As the gig economy picks up, companies have adapted in different ways. On the big pharma side, the gig economy comprises the academic labs, small biotechs, and the partnering professionals that put these agreements in place. Some companies have adapted well to this format; just look at J&J’s JLABs project, Celgene’s prodigious deal making, the Sunrise program at Sanofi, DPAc at GSK, and a few others. Mid-sized pharma have struggled mightily with financial pressures on their bottom lines (hey, R&D budgets are just so easy to trim, right?), or are being gobbled up in M&A (kudos to Actelion for keeping the R&D separate).

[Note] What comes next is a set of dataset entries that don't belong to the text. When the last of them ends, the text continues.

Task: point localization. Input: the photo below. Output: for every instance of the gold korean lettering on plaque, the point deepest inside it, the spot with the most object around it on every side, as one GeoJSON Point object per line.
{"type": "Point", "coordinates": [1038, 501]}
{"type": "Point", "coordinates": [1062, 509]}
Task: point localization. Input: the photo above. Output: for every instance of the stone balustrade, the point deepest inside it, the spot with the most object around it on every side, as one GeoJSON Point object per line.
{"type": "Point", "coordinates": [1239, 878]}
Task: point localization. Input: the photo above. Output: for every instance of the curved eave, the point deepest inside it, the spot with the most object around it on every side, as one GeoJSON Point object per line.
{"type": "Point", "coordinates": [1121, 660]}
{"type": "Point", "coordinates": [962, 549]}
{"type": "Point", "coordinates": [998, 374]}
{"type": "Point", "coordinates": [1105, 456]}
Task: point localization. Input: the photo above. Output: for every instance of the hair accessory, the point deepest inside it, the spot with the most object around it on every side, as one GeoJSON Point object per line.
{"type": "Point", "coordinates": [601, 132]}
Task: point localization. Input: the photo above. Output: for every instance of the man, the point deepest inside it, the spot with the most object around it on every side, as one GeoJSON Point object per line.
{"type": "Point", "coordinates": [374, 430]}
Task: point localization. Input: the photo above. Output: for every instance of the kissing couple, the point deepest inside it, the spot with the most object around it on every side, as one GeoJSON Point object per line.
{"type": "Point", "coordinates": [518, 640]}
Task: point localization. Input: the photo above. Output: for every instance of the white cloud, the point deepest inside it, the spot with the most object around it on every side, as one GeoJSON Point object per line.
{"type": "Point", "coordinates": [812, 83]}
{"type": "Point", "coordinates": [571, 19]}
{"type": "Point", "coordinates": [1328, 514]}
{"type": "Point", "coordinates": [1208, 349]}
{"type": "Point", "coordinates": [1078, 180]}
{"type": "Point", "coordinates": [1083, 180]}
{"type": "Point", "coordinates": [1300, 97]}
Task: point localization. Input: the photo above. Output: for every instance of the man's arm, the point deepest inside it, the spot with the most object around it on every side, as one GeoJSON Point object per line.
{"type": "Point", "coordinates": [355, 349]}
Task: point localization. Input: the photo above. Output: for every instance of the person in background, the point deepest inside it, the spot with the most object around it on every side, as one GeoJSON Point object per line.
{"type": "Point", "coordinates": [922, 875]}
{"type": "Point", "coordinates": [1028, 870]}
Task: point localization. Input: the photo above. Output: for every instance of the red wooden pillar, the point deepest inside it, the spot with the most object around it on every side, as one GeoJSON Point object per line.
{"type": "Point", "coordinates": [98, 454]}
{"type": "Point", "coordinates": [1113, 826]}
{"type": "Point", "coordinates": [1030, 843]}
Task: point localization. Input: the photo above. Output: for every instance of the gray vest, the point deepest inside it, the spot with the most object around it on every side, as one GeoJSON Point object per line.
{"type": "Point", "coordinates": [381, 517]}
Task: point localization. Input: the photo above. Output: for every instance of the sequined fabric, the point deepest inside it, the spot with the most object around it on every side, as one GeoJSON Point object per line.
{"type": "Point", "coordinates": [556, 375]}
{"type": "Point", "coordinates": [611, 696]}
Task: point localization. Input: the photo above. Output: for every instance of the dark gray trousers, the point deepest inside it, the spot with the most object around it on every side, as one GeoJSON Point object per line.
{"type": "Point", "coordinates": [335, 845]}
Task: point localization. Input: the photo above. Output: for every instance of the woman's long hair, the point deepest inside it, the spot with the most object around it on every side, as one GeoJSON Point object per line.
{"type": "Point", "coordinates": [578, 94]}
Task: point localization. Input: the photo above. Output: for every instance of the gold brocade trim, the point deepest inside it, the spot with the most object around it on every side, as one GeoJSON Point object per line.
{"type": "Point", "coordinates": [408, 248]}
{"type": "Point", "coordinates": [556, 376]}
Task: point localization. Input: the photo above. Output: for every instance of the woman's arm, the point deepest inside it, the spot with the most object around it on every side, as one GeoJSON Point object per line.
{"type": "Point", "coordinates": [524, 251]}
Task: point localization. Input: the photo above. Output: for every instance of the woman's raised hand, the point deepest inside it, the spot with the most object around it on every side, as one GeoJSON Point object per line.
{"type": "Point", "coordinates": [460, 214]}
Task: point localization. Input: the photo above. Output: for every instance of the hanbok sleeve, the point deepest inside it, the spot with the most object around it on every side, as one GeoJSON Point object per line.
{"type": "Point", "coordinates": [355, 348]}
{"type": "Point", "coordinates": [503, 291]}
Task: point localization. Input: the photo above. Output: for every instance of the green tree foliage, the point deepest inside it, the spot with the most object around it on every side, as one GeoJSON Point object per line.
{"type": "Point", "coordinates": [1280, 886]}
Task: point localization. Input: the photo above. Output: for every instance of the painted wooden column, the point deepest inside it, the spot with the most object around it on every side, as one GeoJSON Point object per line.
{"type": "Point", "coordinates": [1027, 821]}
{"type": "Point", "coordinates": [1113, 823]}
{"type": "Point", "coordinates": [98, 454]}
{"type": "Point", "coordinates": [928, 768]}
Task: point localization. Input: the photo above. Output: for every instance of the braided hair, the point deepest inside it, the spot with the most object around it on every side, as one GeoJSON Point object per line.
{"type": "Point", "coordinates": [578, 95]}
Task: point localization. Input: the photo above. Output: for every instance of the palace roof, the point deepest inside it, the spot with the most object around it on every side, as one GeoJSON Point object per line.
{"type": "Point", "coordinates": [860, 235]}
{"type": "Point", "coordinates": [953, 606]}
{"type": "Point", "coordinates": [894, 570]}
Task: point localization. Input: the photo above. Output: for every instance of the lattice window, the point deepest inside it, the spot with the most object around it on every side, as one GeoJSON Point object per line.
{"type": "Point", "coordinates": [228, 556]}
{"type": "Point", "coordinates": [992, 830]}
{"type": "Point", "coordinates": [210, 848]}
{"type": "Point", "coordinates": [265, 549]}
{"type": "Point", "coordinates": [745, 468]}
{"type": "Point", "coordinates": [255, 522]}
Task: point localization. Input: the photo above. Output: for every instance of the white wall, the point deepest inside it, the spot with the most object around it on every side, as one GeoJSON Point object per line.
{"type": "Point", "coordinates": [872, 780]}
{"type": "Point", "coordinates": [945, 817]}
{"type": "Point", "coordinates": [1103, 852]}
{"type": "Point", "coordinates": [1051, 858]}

Small companies have bifurcated too; many newer ones have assembled a “virtual model” and are prosecuting it successfully. For those pursuing brand new types of products (e.g., modified autologous cells as products), infrastructure and in-house talent have remained necessary, yet even those are showing signs of fracture by areas that scale best beyond one company.

But at the end of the day, whether you hire or contract talent, it is all about the people. Make sure to assemble the A-team of talent, from wherever they reside or hail from, and they will deliver.

#immigrationban

I began writing this blog before the protectionist Executive Order on immigration was issued this past weekend.  Amazing how things you take for granted on a Friday morning can be ripped away in 24 hours. The ban is a self-inflicted wound on America.  It does not matter what countries are included, it has a chilling effect on all immigration and is a betrayal of American values. Ours is a country of immigrants, forging ahead together, and we cannot close the doors on this next generation.  The talent brought forward to our industry, to every industry, is essential. At Nimbus, half of our entire company are immigrants, including our CEO, CSO, and CMO.  We come to work every day in the struggle against disease, and we need the best ideas and brightest minds, from anywhere in the world.

The free flow of ideas and people is essential to the concept of the gig economy, and policy and positions that limit or endanger this future must be challenged and righted. The gig economy is about sharing, collaboration, and seamless transitions; in a world full of walls the gig economy falls apart.  All of us have a role to play in shaping this agenda, and I know I can count on millions of others to join me to reverse policies that discriminate.  Together in action, the future can remain bright for our country, our industry, patients, and their families.